We should have gotten suspicious sooner than we did. The first instruction from Maps sent us up hill across 2 or 3 side streets and then further uphill. We should have gone downhill or at least laterally to the bottom of the funicular. Instead, we were continuously going uphill. We eventually realized that Maps was up to one of its usual homicidal jokes but by then we were within shouting difference of the top. We find a sign pointing to the entrance of the funicular and it is the top station. We are dopes.
We wander about for a few minutes and decide to forget about the castle, we’ve had enough climbing. We find a nice small cafe and get some lunch at a street side table. Finished, we head back down on the funicular.
After figuring out the automated ticket kiosk (always a fun exercise when there are instructions only in Italian), we head down some stairs and get on the top carriage of the funicular. It has a few stops before we get to the bottom and get off to start the trek back to the apartment.
Of course, we(I) miss-count the number of stops and don’t realize that we have reached the bottom until the carriage starts back up. So we ride back up to the top. (At least we weren’t climbing steps again.) Laughing (we must be the only people who climb to the top of the funicular and then on the ride down, miss the bottom and have to ride back up), get to the top and since the funicular won’t be leaving for another 10 minutes and we have to buy more tickets to ride down, we decide to head for the castle. We really are dopes today.
We head off to find the Castel Sant’Elmo which, of course, is uphill from the top of the funicular. As we trudge along, we meet an Italian man who starts chatting us up and eventually tells us that his brother is a cameo maker with a shop a the top of the hill. I don’t think that we looked that much like easy marks but we were the only ones on the street that he could approach.

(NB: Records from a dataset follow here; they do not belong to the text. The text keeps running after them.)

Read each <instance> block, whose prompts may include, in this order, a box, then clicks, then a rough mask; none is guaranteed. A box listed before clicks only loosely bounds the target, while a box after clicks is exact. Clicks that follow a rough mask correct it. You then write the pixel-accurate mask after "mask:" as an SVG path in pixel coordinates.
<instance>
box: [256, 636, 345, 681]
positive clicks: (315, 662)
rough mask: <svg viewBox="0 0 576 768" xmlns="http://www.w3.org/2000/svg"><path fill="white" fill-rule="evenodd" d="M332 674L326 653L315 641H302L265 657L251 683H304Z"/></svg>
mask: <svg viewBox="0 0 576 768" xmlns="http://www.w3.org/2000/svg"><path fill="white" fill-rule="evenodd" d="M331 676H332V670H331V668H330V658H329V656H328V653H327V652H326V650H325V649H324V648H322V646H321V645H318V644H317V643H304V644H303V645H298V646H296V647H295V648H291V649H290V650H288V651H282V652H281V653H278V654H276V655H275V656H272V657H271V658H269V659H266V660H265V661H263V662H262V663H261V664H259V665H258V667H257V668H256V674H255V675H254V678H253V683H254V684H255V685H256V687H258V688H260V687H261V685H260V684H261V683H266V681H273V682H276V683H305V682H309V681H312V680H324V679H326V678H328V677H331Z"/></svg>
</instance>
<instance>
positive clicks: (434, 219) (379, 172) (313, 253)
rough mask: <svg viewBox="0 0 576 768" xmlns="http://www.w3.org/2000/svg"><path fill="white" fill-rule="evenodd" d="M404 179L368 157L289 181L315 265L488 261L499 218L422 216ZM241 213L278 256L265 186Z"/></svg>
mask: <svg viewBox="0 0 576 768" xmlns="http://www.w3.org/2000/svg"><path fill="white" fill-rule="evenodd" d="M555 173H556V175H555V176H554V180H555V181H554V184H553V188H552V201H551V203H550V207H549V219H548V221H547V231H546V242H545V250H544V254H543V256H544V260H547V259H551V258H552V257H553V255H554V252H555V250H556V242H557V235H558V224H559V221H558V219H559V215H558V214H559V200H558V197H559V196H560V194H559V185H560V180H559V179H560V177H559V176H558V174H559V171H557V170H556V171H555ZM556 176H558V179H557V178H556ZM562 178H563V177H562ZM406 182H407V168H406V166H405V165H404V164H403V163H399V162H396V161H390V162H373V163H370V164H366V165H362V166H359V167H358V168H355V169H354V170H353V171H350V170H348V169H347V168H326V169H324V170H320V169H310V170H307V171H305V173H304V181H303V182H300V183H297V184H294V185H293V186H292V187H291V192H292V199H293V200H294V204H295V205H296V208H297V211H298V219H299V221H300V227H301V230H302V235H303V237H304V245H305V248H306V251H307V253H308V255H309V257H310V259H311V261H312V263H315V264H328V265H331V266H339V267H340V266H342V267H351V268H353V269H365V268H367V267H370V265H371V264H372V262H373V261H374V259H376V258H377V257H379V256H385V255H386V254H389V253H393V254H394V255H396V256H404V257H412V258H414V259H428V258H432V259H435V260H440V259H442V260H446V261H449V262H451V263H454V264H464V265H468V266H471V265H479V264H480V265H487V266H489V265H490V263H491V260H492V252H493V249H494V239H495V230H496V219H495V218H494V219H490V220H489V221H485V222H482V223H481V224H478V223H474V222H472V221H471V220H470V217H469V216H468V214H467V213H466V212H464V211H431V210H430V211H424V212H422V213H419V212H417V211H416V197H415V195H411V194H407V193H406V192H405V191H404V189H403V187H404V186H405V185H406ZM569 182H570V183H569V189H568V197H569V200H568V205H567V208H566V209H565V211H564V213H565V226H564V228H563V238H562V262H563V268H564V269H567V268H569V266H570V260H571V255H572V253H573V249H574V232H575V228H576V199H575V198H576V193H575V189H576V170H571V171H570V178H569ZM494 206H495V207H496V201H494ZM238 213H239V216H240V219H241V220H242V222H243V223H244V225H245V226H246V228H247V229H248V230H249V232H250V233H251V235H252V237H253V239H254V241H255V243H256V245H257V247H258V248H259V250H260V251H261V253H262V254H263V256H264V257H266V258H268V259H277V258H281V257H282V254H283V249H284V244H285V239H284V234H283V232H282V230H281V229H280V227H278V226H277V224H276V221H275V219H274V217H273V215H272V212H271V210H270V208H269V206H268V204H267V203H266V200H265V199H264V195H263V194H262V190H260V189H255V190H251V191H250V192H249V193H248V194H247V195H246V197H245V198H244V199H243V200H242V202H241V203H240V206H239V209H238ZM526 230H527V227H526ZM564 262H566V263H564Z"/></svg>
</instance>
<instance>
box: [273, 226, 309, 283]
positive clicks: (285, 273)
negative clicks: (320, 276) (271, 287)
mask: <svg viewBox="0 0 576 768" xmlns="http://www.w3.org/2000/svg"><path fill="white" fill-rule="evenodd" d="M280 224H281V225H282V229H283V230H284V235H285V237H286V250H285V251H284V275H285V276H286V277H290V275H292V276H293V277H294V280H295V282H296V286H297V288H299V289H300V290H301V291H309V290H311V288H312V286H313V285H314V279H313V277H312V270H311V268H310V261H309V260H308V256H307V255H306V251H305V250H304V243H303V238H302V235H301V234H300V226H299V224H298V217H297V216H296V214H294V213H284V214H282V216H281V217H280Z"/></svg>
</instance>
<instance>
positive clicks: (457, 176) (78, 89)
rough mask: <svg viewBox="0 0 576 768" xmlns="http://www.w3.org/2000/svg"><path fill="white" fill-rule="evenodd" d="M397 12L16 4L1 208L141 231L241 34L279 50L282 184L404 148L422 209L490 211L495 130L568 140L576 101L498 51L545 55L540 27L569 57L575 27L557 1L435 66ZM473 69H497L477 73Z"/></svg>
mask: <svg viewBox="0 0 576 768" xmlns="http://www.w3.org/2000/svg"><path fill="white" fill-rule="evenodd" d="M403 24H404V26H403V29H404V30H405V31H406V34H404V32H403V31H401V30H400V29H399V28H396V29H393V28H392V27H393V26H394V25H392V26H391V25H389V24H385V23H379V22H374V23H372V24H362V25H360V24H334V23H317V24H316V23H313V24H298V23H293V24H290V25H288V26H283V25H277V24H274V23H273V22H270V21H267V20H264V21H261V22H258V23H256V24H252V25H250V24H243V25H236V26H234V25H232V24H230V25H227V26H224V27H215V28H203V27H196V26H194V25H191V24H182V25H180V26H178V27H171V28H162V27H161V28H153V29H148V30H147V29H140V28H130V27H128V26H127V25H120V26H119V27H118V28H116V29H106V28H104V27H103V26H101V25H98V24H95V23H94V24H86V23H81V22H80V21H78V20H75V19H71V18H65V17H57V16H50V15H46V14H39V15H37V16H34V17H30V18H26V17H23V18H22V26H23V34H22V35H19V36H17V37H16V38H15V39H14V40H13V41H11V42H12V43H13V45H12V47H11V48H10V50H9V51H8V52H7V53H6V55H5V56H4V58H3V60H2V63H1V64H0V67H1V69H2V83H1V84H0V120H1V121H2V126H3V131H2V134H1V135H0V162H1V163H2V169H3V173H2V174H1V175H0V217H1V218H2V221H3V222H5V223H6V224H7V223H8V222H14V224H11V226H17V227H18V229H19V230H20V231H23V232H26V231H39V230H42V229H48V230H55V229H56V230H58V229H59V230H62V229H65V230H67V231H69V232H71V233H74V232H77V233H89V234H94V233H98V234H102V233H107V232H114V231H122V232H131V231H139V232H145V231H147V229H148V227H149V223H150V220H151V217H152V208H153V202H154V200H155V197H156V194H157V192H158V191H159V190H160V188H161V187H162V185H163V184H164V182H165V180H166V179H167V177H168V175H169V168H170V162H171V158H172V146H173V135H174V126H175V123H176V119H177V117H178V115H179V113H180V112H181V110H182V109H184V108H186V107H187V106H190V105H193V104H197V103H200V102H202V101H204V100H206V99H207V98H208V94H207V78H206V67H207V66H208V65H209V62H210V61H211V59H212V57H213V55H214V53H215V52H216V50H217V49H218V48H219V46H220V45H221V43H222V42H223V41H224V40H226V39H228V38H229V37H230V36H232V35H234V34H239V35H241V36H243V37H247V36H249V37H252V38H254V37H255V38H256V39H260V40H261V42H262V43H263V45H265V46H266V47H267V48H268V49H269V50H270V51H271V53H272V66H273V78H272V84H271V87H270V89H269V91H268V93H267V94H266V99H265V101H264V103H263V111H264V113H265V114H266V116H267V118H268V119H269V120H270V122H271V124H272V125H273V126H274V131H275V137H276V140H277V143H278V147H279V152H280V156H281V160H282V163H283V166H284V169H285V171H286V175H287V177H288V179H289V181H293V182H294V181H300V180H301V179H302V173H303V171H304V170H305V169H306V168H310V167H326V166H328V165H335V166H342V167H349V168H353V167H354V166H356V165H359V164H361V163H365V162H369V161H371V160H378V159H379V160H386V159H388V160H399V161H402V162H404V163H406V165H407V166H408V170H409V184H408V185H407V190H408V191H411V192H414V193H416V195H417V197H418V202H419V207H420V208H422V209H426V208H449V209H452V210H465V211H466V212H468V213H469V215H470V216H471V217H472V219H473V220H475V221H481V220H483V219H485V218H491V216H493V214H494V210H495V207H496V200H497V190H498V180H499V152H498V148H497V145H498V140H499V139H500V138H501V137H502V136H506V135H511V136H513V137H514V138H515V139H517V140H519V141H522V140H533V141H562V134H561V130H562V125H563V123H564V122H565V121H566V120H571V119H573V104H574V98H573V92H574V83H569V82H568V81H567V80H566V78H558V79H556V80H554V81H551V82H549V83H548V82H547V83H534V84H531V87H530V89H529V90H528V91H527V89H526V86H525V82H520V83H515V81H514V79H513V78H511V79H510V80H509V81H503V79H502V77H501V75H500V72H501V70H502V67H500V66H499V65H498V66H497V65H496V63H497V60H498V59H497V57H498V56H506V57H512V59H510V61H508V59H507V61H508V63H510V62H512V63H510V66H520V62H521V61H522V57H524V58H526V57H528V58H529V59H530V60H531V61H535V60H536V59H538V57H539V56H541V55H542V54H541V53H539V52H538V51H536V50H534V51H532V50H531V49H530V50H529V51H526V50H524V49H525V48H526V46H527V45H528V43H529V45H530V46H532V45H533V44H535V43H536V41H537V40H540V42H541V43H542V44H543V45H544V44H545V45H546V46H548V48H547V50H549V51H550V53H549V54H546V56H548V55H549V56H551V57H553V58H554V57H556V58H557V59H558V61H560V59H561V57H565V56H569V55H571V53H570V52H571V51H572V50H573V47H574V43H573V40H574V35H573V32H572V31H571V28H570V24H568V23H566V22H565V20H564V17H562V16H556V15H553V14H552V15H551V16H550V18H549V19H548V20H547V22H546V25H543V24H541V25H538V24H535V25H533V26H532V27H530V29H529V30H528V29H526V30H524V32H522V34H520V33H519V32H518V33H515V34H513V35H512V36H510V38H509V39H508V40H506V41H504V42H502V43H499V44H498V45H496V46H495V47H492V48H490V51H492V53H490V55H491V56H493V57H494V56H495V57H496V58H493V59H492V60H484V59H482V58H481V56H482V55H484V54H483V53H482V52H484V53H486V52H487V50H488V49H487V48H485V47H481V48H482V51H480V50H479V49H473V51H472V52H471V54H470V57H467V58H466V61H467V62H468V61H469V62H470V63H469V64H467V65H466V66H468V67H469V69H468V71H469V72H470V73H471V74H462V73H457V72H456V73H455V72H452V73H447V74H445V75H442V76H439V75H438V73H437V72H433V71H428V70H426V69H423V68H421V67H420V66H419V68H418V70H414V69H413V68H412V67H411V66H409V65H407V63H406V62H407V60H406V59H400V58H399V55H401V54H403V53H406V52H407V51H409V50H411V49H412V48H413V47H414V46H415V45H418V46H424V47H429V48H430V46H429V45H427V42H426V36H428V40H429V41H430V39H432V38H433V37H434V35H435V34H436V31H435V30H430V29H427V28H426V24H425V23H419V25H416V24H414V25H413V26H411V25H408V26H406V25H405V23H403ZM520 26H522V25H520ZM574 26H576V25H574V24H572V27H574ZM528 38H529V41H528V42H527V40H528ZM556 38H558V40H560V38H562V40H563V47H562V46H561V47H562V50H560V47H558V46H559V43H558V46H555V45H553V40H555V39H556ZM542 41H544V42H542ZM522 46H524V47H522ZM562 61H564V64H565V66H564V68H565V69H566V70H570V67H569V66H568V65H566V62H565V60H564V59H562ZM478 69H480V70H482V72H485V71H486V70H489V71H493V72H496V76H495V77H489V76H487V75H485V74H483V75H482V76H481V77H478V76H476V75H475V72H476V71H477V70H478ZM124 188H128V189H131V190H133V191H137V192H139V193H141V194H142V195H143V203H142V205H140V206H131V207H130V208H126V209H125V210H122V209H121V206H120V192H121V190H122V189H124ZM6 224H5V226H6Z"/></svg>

At any rate, he brings to the shop and introduces us to his brother who actually makes the cameo. Over the next 15 or 20 minutes, he explains the whole process of making a cameo, from the selection of the type of shell to make the cameo to the techniques that he uses to carve to scenes. It’s a fascinating visit and in the end we do buy a small cameo for Ayron. Everyone ends up happy. On to the castle.
The Castel Sant’Elmo sits on the highest spot in Napoli and has a commanding view of the Gulf of Naples and the surrounding area. To south is the majestic volcanic cone of Mount Vesuvius that buried Herculaneum and Pompeii in 79 AD. Built between the 1200’s and the mid 1500’s, it has survived intact and now is a museum open to the public.

But the view is what really makes the climb worth the effort. And today is a beautiful postcard day with a brilliant blue sky and almost no clouds save the few flitting around the summit of Vesuvius. We take our pictures and visit the museum and then it’s back to the funicular.
This time, we ride to the bottom and get off at the bottom which seems like an accomplishment considering the way the rest of the day has gone. Along the way we stop at the Galleria Umberto I

which we had visited when we first came to Napoli many years ago. At that time it was beautiful cross-shaped building that was a bustling shopping center. Today, it is a UNESCO World Heritage site that has fallen on hard time. There are almost no stores or people which is sad considering how beautiful the architecture is. Time marches on.
We slowly make our way back to the apartment and call it a day. The air conditioning hasn’t been fixed but the apartment is cool and the fan more than suffices. Later, we’re back on the street for dinner and a gelato night cap. Tomorrow, an early flight to Sicily.